Die Dirnen, die sich ihm aufdrängten, scheuchte er mit einer unwilligen Handbewegung beiseite und ließ sich wenig später dem einsamen Gast gegenüber auf die Bank fallen. Er kippte seine Kapuze ein Stück nach hinten und offenbarte ein bärtiges Gesicht mit strahlend blauen Augen.

            „Mae gowannen", sagte er leise auf Elbisch und fiel dann in seine Sprache zurück. „Kein schöner Abend."

Sein Gegenüber hob den Kopf und ein Hauch von Amüsement huschte über seine feinen Züge.

            „Du neigst zu Untertreibungen, Aragorn. Nichts gegen Deine Stadt, aber ich ziehe Bäume als Wohnsitz vor."

Der König von Gondor, der mit seinem heruntergekommenen Äußeren eher in die Strassen der Stadt zu passen schien als auf den Thron, lächelte entschuldigend.

            „Ich weiß, Haldir, und ich hoffe Du verzeihst mir, dass ich Dich rufen ließ und vor allem die etwas seltsamen Umstände."

Der lorische Elb hob die breiten Schultern.

            „Ich kam nicht umhin, neugierig zu sein.
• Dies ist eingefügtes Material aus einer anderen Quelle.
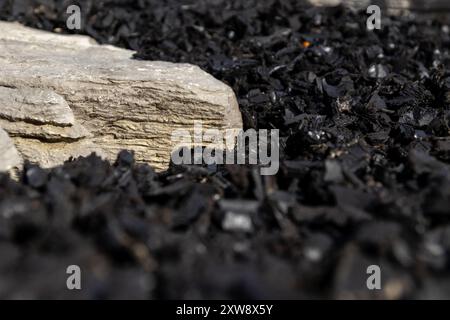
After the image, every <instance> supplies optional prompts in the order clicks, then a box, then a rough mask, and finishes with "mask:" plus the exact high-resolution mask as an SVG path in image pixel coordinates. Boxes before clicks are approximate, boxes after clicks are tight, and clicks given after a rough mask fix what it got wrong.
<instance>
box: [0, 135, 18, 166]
mask: <svg viewBox="0 0 450 320" xmlns="http://www.w3.org/2000/svg"><path fill="white" fill-rule="evenodd" d="M21 163H22V158H21V157H20V155H19V153H18V152H17V150H16V148H15V146H14V144H13V142H12V140H11V138H10V137H9V136H8V134H7V133H6V132H5V131H4V130H3V129H2V128H0V172H1V171H9V170H11V169H14V168H17V167H19V166H20V165H21Z"/></svg>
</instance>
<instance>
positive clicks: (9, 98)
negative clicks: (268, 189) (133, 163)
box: [0, 22, 242, 169]
mask: <svg viewBox="0 0 450 320" xmlns="http://www.w3.org/2000/svg"><path fill="white" fill-rule="evenodd" d="M0 48H2V49H1V50H0V118H1V119H2V120H1V121H0V126H2V127H3V128H4V129H5V130H6V131H7V132H8V133H9V135H10V136H11V138H12V139H13V141H14V143H15V145H16V147H17V149H18V150H19V152H20V153H21V154H22V156H23V157H24V158H25V159H28V160H31V161H33V162H37V163H39V164H41V165H43V166H46V167H49V166H55V165H59V164H61V162H62V161H64V160H66V159H68V158H69V157H70V156H77V155H84V154H86V153H87V152H91V151H96V152H97V153H99V154H102V155H104V156H105V157H106V158H108V159H110V160H114V159H115V157H116V155H117V153H118V151H120V150H121V149H130V150H134V151H135V153H136V159H137V160H138V161H142V162H148V163H150V164H152V165H153V166H155V167H156V168H157V169H164V168H166V167H167V165H168V163H169V161H170V153H171V152H172V151H173V147H174V145H173V143H172V142H171V140H170V137H171V134H172V132H173V131H174V130H175V129H179V128H183V129H189V130H192V129H193V124H194V121H199V120H201V121H203V128H204V129H209V128H214V129H228V128H233V129H240V128H242V118H241V114H240V111H239V108H238V104H237V101H236V97H235V95H234V93H233V91H232V90H231V88H230V87H228V86H226V85H225V84H223V83H222V82H220V81H219V80H217V79H215V78H214V77H212V76H211V75H209V74H207V73H206V72H204V71H202V70H201V69H200V68H198V67H196V66H192V65H188V64H173V63H168V62H155V61H139V60H134V59H131V57H132V55H133V51H129V50H124V49H119V48H115V47H112V46H101V45H98V44H96V43H95V42H94V41H93V40H92V39H90V38H89V37H84V36H66V35H57V34H53V33H48V32H44V31H38V30H34V29H30V28H27V27H24V26H21V25H19V24H16V23H8V22H0Z"/></svg>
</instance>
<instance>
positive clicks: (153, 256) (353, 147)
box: [0, 0, 450, 299]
Was kann ich für Dich tun?"

Aragorn warf einen lauernden Blick auf seine Umgebung, bevor er zu sprechen begann, doch niemand schenkte ihnen übermäßige Aufmerksamkeit, da sich ein Tavernenspinner in der Nähe der Theke niedergelassen hatte und ein zotiges Lied anstimmte.

            „Es ist nicht einfach, ein Reich vom Grund auf neu zu erneuern. Es fordert einen großen Aufwand an Zeit, Geld und Leuten, die bereit sind, mir dabei zu helfen. Zurzeit beschäftigte ich mich sehr intensiv mit den Strukturen des Verbrechens in der Stadt. Es gibt mehrere gut organisierte Diebesgilden, die ich überwachen lasse, doch von außen ist es äußerst schwierig. Ich brauche einen verlässlichen Mann, der auf sich selbst aufpassen kann und der bereit wäre, sich in eine der Gilden einzuschleusen."

            „Und wie kommst Du dabei auf mich?" Haldir trank einen Schluck von dem kaum angetasteten Wein und verzog das Gesicht.

Aragorn suchte kurz nach den richtigen Worten.

            „Ich dachte mir, dass Dir die Veränderungen in Lorien ein wenig Zeit einräumen würden."

            „Das ist richtig. Herr Celeborn bereitet im Moment alles für seinen Aufbruch vor, doch es wird sicher einige Monate dauern, bis er loszieht." Der schöne Elb furchte kurz die Stirn und man sah ihm an, dass ihm die von Aragorn erwähnten Vorgänge nicht gefielen. Dann jedoch wich die Sorge aus seinem Gesicht und wurde von einem Interesse ersetzt, das er nicht verleugnen konnte. „Ich werde Dir helfen – nur um mich schon einmal an die Veränderungen zu gewöhnen."

            „Ich danke Dir." Aragorn schob Haldir ein in Leder eingeschlagenes Päckchen über den Tisch entgegen. „Hier findest Du Deine Informationen." Er machte eine kleine Pause. „Und denk bitte daran – Du kannst jederzeit aufhören, wenn es dir zu gefährlich wird."

Haldir lächelte und Aragorn fragte sich, was im Kopf seines Freundes vorging. Doch dieser schwieg und das tat er, bis Aragorn wieder in die Nacht hinaus verschwand.